On December 21, 2018, Spain’s Council of Ministers approved one of the largest increases in minimum wage ever seen in modern Europe, and the increase came into effect in the beginning of 2019 through a royal decree. Prime Minister Pedro Sanchez’s socialist government decided to raise the minimum salaries from just under EUR750 per month to EUR900, and Sanchez personally defended the decision by pointing out “A rich country can’t have poor workers.“ The whopping 22% wage rise is regarded by some critics as an economic gamble with a whole host of possible knock-on effects.
This has led to a debate among various stakeholders including the employers, industrialists, and unions across Spain.
Although the jump in minimum wage will directly impact only 1.2 million citizens who form around 8% of the country’s workforce, the ramifications of the increase will influence the entire Spanish economy, which is decidedly not at the height of its strength at present.
According to the supporters of the decision, well over half of the employees directly influenced by the wage rise are women, who are—regrettably—over-represented in minimum wage jobs. Therefore, the jump will be a move to combat the controversial gap between the salaries of men and women.
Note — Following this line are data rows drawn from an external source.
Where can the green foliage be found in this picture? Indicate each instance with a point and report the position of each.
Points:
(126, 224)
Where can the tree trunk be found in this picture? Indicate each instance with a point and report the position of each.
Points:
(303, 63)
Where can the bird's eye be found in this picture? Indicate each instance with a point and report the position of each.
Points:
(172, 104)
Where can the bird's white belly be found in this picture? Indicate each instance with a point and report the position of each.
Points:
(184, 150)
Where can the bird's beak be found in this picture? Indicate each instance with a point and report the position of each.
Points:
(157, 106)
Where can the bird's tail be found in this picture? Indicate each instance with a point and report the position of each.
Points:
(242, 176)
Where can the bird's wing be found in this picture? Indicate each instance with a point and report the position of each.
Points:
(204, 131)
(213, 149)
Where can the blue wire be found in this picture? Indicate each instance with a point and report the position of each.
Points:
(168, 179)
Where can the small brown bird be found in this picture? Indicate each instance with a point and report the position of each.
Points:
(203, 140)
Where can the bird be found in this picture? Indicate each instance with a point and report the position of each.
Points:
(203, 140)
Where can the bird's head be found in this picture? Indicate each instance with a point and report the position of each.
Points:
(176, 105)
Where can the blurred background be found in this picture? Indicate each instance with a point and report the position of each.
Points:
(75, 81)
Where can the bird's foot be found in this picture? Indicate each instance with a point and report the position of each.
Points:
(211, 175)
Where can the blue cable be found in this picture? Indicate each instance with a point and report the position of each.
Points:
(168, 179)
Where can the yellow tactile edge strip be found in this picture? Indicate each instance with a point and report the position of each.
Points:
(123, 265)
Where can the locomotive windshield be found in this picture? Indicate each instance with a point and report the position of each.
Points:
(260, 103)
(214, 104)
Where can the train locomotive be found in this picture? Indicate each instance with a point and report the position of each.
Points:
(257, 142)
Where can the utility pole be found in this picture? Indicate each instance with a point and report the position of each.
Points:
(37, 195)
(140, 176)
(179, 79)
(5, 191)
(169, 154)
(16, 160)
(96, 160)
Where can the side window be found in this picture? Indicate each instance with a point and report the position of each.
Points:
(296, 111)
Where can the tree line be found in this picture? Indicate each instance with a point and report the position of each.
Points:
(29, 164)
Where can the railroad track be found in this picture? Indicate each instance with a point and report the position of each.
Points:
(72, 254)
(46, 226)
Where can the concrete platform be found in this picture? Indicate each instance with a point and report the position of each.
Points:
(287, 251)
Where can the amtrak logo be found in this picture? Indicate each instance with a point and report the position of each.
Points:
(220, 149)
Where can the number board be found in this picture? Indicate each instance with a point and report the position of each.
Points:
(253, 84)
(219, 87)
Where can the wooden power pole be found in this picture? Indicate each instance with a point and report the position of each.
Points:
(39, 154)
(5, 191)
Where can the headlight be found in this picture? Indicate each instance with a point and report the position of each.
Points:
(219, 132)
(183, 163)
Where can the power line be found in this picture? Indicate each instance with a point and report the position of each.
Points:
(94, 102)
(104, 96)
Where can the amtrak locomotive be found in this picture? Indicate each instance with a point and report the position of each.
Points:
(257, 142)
The socialist government attracted the support of the left-leaning Podemos Party before putting the plan into practice to facilitate the passing of its 2019 budget plan in the parliament. With 69 seats in Spain’s 350-seat parliament, Podemos is a vocal critic of austerity measures and a supporter of higher wages. Over the decade since the financial crisis of 2007-2008, the Eurozone has seen gradually rising salaries across the bloc, but Spain has been lagging behind in terms of minimum wage.
Minimum salaries in Spain are significantly lower than in fellow EU members such as France, Germany, the Netherlands, and Ireland, where minimum wage falls in the range of EUR1,464 to EUR1,999. Not all Spaniards, however, are happy with the increase in minimum wage.
The opposition, mainly led by the conservative Popular Party, has warned that the increase will set off a chain of events that can potentially bring the Spanish economy to its knees. Such critics argue that a 22% jump in the wages of minimum earners will be followed by an inevitable similar increase in the salaries across the board, which will be a shock to the nation’s economy.
What is more, higher minimum wages can encourage employers to lay off employees, according to critics of the plan, which can push Spain’s relatively high unemployment rate even higher. In February 2019, the unemployment rate in Spain was 13.9% compared to under 4% in the UK and Germany and under 9% in France and Portugal. While dismissing such dark scenarios, the government argues that the increase will give the people more spending power, which will, in turn, bolster economic growth.
Despite the government’s position, however, it is not hard to imagine negative repercussions in the labor market, especially given the types of contacts customary in Spain. According to the European Commission’s Eurostat, workers in Spain are forced to settle for part-time contracts more than most countries in the EU. Meanwhile, over 25% of employees have temporary contracts, which do not give them much in the way of job security.
Both sides of the debate may be making valid points, but the fact remains that the 22% increase in minimum salaries is a gamble for the Spanish economy, because such a significant wage rise is unprecedented in Spain and the Eurozone, and its potential consequences are as yet unknown.
By mid-2019, Spain’s economic growth has slightly slowed down while the unemployment rate has marginally gone up to 14.7%, though it is too early to point the finger of blame at the government and pronounce the wage rise as the cause.